The Smart Contract Language
Stateless and stateful smart contracts are written in Transaction Execution Approval Langauge (TEAL). These contracts can be written directly or with Python using the PyTeal library.
TEAL is an assembly-like language and is processed with a stack machine. The language is a non-turing-complete language that does not support looping but does support forward branches. TEAL programs are processed one line at a time that push and pop values from the stack. These stack values are either unsigned 64 bit integers or byte strings. TEAL provides a set of operators that operate on the values within the stack. TEAL also allows arguments to be passed into the program from a transaction, a scratch space to temporarily store values for use later in the program, access to grouped or single transaction properties, global values, a couple of pseudo operators, constants and some flow control functions like
bnz for branching. See TEAL Specification Reference for more details.
Some of the opcodes in TEAL are only valid for a specific contract type. These are denoted in the TEAL Opcodes documentation with a
Mode attribute. This attribute will be set to
Signature for stateless smart contracts and
Application for stateful smart contracts. For example, reading account assets or Algo balances is only available in stateful smart contracts. Using the
ed25519verify opcode for signature verification is only available in stateless smart contracts.

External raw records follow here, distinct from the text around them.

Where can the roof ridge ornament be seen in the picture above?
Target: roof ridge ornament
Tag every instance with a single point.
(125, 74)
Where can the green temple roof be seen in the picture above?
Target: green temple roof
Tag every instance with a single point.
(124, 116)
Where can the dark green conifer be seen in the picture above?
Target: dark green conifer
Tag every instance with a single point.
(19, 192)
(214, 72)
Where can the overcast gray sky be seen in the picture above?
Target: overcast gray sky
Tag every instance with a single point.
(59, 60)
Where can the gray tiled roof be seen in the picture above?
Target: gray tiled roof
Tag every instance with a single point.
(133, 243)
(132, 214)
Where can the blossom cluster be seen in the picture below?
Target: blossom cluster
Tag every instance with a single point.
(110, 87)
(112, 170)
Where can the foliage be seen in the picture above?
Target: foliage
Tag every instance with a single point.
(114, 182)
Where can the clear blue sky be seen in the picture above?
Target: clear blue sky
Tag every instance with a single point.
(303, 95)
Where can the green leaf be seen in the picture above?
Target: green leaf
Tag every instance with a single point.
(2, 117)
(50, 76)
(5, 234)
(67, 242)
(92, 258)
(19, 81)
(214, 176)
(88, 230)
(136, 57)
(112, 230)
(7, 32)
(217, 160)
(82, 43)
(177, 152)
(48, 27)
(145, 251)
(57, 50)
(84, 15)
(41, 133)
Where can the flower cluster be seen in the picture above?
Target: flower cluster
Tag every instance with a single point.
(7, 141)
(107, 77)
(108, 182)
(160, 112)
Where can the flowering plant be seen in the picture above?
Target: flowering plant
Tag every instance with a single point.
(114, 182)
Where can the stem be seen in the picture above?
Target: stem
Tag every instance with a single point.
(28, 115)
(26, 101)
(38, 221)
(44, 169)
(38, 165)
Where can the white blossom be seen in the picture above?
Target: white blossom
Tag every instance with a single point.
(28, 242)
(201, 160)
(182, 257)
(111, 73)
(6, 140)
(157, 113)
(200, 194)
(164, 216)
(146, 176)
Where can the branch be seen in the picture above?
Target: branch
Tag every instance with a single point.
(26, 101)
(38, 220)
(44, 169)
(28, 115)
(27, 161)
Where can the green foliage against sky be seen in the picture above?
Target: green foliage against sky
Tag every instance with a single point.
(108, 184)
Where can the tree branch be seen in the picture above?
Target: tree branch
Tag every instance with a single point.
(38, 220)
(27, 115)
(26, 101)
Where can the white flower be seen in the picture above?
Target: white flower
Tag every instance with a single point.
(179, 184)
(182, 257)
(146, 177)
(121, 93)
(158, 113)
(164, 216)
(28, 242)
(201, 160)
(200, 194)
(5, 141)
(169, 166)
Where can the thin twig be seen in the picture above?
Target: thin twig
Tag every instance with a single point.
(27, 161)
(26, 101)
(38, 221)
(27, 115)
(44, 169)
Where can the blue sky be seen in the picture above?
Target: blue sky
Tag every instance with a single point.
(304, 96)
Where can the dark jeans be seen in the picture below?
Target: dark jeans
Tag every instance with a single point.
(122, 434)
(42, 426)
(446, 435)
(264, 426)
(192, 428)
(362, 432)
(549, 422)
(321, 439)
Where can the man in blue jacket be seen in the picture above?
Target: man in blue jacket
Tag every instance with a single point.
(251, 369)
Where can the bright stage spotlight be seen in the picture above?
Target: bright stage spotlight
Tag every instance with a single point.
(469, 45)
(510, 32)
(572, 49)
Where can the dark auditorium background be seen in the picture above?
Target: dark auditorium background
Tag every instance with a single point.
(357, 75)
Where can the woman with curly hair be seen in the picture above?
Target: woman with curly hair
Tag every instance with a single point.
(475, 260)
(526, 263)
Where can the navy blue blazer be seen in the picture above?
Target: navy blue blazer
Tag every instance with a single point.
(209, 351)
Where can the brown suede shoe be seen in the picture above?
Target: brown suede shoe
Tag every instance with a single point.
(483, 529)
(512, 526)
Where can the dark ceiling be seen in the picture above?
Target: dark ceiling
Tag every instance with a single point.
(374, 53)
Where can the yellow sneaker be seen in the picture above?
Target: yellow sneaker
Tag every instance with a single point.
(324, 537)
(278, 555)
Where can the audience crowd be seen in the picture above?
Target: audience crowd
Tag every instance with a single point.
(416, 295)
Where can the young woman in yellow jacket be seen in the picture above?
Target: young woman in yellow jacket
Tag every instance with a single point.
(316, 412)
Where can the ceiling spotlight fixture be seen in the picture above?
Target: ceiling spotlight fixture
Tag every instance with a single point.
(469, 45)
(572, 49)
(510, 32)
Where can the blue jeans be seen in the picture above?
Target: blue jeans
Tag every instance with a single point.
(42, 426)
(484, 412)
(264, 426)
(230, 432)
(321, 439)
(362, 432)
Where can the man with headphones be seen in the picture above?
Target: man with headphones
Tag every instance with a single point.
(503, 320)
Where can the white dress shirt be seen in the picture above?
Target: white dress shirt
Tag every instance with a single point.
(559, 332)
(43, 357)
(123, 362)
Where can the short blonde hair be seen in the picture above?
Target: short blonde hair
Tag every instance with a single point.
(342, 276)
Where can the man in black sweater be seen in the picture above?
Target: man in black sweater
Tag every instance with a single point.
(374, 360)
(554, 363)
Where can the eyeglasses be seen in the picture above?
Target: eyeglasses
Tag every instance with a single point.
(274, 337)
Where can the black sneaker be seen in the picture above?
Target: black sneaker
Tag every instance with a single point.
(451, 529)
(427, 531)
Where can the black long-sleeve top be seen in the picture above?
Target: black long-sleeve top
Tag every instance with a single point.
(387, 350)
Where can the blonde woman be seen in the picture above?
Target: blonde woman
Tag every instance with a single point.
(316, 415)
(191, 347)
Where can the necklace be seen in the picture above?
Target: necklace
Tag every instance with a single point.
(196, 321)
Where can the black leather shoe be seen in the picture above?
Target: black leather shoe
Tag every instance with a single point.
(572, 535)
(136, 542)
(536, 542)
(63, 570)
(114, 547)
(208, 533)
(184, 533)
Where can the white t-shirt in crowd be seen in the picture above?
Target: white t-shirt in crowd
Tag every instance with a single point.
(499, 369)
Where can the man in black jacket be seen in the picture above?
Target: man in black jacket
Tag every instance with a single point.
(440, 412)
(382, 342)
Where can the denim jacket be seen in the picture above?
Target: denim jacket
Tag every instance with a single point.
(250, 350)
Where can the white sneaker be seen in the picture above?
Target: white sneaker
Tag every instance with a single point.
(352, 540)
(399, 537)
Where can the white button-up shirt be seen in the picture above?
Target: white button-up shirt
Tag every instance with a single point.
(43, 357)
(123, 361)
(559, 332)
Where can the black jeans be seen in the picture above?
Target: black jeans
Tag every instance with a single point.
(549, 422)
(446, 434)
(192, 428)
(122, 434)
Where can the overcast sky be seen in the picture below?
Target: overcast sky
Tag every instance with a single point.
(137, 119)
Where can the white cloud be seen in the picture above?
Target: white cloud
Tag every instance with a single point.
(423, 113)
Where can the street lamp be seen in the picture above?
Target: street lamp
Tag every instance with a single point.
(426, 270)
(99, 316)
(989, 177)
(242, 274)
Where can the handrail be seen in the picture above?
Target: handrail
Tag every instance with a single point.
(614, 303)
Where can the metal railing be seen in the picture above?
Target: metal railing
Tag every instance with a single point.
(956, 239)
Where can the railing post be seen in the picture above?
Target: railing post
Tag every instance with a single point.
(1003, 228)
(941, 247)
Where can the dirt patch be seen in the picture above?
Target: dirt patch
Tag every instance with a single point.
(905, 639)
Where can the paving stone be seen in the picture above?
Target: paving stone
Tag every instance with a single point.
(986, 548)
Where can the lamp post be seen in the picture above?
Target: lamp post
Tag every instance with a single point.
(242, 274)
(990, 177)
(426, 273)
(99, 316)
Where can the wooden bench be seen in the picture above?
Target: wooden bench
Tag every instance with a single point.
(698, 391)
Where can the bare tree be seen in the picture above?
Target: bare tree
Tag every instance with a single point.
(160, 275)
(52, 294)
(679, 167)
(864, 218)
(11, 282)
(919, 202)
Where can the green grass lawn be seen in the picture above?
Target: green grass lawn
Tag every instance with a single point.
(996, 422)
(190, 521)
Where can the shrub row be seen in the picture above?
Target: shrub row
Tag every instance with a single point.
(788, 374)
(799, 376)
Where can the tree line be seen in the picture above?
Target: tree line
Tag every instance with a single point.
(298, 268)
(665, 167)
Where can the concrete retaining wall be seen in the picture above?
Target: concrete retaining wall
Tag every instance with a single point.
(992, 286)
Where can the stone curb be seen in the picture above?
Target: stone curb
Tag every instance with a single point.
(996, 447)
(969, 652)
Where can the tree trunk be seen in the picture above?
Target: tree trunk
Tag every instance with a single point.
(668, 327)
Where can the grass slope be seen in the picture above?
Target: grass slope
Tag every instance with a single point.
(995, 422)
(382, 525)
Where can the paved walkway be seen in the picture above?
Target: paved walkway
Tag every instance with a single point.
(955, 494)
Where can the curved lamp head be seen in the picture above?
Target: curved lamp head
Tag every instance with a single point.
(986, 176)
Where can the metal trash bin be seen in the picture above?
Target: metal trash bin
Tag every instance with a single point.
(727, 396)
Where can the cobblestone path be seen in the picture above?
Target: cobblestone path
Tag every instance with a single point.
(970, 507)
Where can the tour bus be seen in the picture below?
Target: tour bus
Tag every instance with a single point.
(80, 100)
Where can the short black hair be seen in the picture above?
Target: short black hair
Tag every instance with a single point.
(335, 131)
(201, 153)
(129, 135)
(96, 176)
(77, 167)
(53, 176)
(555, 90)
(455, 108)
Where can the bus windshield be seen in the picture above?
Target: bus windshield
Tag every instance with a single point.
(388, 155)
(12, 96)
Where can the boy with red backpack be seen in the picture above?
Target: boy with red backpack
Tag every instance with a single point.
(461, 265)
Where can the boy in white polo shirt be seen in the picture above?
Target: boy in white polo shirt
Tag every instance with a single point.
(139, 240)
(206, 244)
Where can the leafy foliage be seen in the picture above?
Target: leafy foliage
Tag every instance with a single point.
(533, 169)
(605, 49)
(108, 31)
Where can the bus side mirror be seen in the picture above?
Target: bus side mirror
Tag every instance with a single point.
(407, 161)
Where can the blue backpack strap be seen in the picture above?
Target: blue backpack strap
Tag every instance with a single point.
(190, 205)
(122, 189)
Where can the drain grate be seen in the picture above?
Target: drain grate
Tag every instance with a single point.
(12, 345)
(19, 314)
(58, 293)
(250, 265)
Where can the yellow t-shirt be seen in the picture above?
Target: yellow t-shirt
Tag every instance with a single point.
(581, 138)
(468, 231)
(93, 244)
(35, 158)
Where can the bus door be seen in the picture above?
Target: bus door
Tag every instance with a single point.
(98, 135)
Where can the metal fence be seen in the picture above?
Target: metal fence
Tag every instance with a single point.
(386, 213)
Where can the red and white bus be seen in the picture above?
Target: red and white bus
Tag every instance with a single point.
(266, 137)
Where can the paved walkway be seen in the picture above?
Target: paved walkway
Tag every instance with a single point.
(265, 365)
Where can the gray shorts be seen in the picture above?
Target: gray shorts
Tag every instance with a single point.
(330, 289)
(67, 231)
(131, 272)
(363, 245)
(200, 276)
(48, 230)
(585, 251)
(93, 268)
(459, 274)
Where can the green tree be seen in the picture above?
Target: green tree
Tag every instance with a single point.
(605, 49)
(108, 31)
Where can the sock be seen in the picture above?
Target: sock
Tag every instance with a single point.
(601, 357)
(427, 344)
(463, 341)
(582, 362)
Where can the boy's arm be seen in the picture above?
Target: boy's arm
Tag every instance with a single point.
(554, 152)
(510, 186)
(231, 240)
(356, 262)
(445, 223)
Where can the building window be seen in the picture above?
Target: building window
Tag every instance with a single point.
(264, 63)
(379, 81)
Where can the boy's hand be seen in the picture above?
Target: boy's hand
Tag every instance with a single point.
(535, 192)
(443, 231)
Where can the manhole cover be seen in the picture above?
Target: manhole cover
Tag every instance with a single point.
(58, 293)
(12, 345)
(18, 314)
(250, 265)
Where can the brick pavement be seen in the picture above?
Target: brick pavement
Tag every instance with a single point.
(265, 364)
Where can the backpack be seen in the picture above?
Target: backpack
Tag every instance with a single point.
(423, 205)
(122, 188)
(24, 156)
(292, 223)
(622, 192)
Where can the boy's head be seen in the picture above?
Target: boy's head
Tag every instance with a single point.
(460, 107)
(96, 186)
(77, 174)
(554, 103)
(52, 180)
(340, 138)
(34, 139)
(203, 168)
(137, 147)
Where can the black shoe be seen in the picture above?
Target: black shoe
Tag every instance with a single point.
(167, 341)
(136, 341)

When writing smart contracts, make sure to follow TEAL guidelines. This is very important in order to prevent smart contracts from being compromised.
Currently Algorand supports version 1 and version 2 of TEAL. When writing TEAL Version 2 contracts make sure to add
#pragma version 2 as the first line of the program. If this line does not exists, the protocol will treat the contract as a version 1 contract. If upgrading a contract to version 2 it is important to verify you are checking the
RekeyTo property of all transactions that are attached to the contract. See the TEAL guidelines for more suggestions to help prevent a contract from being compromised.
Getting Transaction Properties¶
The primary purpose of a TEAL program is to return either true or false. When the program completes if there is a non-zero value on the stack then it returns true and if a zero value or the stack is empty it will return false. If the stack has more than one value the program also returns false. The following diagram illustrates how the stack machine processes the program.
Program line number 1:
The program uses the
txn to reference the current transaction lists of properties. Grouped transaction properties are referenced using
gtxn. The number of transactions in a grouped transaction is available in the global variable
Group Size. To get the first transaction's receiver use
gtxn 0 Receiver. See TEAL Specification Reference for more transaction properties.
The TEAL specification provides several pseudo opcodes for convenience. For example, the second line in the program below uses the
addr pseudo opcode.
addr pseudo opcode converts Algorand addresses to a byte constant and pushes the result to the stack. See TEAL Specification Reference for additional pseudo opcodes.
TEAL provides operators to work with data that is on the stack. For example, the
== operator evaluates if the last two values on the stack are equal and pushes either a 1 or 0 depending on the result. The number of values used by an operator will depend on the operator. The TEAL Opcodes documentation explains arguments and return values. See TEAL Specification Reference for a list of all operators.
TEAL supports program arguments. Stateless and stateful smart contracts handle these parameters with different opcodes. For information on passing parameters to stateful smart contracts, see the stateful smart contract Overview documentation. Passing parameters to a stateless smart contract is explained in the stateless smart contract SDK Usage documentation. The Goal Teal Walkthrough documentation explains a simple example of passing a parameter to a stateless smart contract with the
goal command-line tool.
The diagram below shows an example of logic that is loading a parameter on to the stack within a stateless smart contract.
All argument parameters to a TEAL program are byte arrays. The order that parameters are passed in is specific. In the diagram above, The first parameter is pushed on to the stack. The SDKs provide standard language functions that allow you to convert parameters to a byte array. If you are using the
goal command-line tool, the parameters must be passed as base64 encoded strings.
Storing and Loading from Scratchspace¶
TEAL provides a scratch space as a way of temporarily storing values for use later in your code. The diagram below illustrates a small TEAL program that loads 12 onto the stack and then duplicates it. These values are multiplied together and result (144) is pushed to the top of the stack. The store command stores the value in the scratch space 1 slot.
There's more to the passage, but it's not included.